До этого плавания я 16 лет был тесно связан с морем. Ежегодно проводил в море по 5–7 месяцев на экспедиционных судах различных классов и водоизмещения (размеров). К моменту записи в дневнике я все еще мечтал увидеть в натуре жуткую красоту, изображенную на полотнах Айвазовского. Попадал в серьезные штормы на Каспии и в Черном море. Месяцами круглосуточно болтался на СЧС, ПТС, БЧС, РБ, МБ (это не прогулочные теплоходы, выходящие «в открытое море» на час, а то и на три, у курортного народа именуемые катерами), а рабочие суда наших экспедиций. Исходно все перечисленные типы – это рыбопромысловые и вспомогательные суда малого плавания. Попадал в серьезные штормы в разные периоды года. Я не видел ни «Девятого вала», ни «Среди волн», ни «Бури ночью». В давно прошедшие годы я относил это за счет того, что бывал только во внутренних морях. Вот мы уже в окраинном море, а девятого вала нет. Ветер однообразно выл в снастях, срывал пену с гребней волн, делая море (или уже океан?) седым. Цвет же самой воды, насколько за завесой брызг он был виден, воспринимался как мрачно-серый.С моей непрофессиональной точки зрения (я не учился ни в Академии художеств, ни в «Мухе») Айвазовский не реалист. Он придумал символ штормового моря, создал целое направление. У него появились продолжатели (подражатели). Ему был пожалован чин адмирала (известен его автопортрет в адмиральском мундире). В то же время известно, что за свою долгую весьма продуктивную жизнь он лишь один раз пересек Черное море от Феодосии до Туапсе, а домой возвратился на конной тяге. Он видел море только с берега. Потому его «Среди волн» это среди заплесковых волн, тех, которые опрокидываются при встрече препятствия – подводной части пляжа.

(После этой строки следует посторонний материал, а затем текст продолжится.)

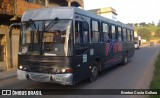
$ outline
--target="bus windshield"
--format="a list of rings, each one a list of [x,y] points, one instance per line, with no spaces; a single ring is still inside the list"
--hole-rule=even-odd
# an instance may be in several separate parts
[[[71,20],[45,20],[23,22],[20,54],[71,56]]]

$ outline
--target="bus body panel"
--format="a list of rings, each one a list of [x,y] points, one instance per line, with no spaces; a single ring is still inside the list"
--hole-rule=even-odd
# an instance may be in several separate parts
[[[63,14],[63,15],[62,15]],[[22,55],[18,56],[18,73],[19,78],[24,78],[26,74],[42,76],[46,75],[47,80],[45,82],[59,83],[63,85],[74,85],[84,79],[87,79],[91,74],[91,66],[94,62],[97,63],[98,71],[106,70],[118,63],[121,63],[124,56],[127,54],[128,58],[134,55],[134,42],[133,41],[118,41],[112,40],[104,41],[104,34],[102,33],[102,23],[107,23],[109,27],[114,25],[117,27],[122,27],[127,30],[133,30],[133,27],[125,25],[121,22],[113,21],[98,15],[93,14],[89,11],[84,11],[79,8],[74,7],[55,7],[55,8],[43,8],[27,11],[23,14],[22,22],[37,21],[37,20],[52,20],[52,19],[71,19],[72,24],[72,45],[73,45],[73,55],[71,56],[45,56],[45,55]],[[100,24],[100,41],[91,41],[91,28],[92,20],[98,21]],[[88,39],[86,43],[76,43],[76,21],[79,24],[88,24]],[[82,29],[83,30],[83,29]],[[116,29],[117,31],[117,29]],[[117,32],[116,32],[117,33]],[[111,35],[111,29],[109,30]],[[107,39],[108,40],[108,39]],[[26,69],[20,69],[20,66]],[[63,69],[69,68],[70,73],[61,71]],[[24,76],[20,76],[20,74]],[[54,79],[61,78],[63,81],[54,81]],[[67,77],[67,78],[66,78]],[[52,80],[53,79],[53,80]],[[68,81],[65,81],[68,80]],[[34,80],[34,79],[32,79]],[[43,82],[43,81],[42,81]]]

У меня есть знакомый художник, прекрасно изображающий яркий, праздничный, феерический шторм. Зрители восхищаются его работами. В книгах отзывов его постоянно сравнивают с Айвазовским. Правильно. С Айвазовским, а не с реальностью штормового моря. С символом явления, со стереотипом.
Это не претензия, не критика. Искусство, в том числе и абстрактное, опирается на реальные образы, и в развитии переходит к условностям. Откровенные реалисты вроде Репина тоже отходят от реальности для создания наибольшего впечатления. В каком-то учебнике композиции я читал, что дети на картине «Не ждали», исходя из их поз, не могут видеть входящего. Но зритель этого не замечает. Собственно, с символизма изобразительное искусство и начиналось. Наскальные рисунки охоты – это что-то вроде молитвы об удаче не охоте, «Чудо Георгия о змие» - борьба добра со злом, лики святых на иконах. Все это символизм, начинающийся с реализма, с понятных объектов. Есть, правда, разного рода «-исты», о которых писал Маршак: «Их девиз – натура дура! И культура – тоже дура! Им природа не нужна. Лишь свобода быть должна!». Жестко, но правильно.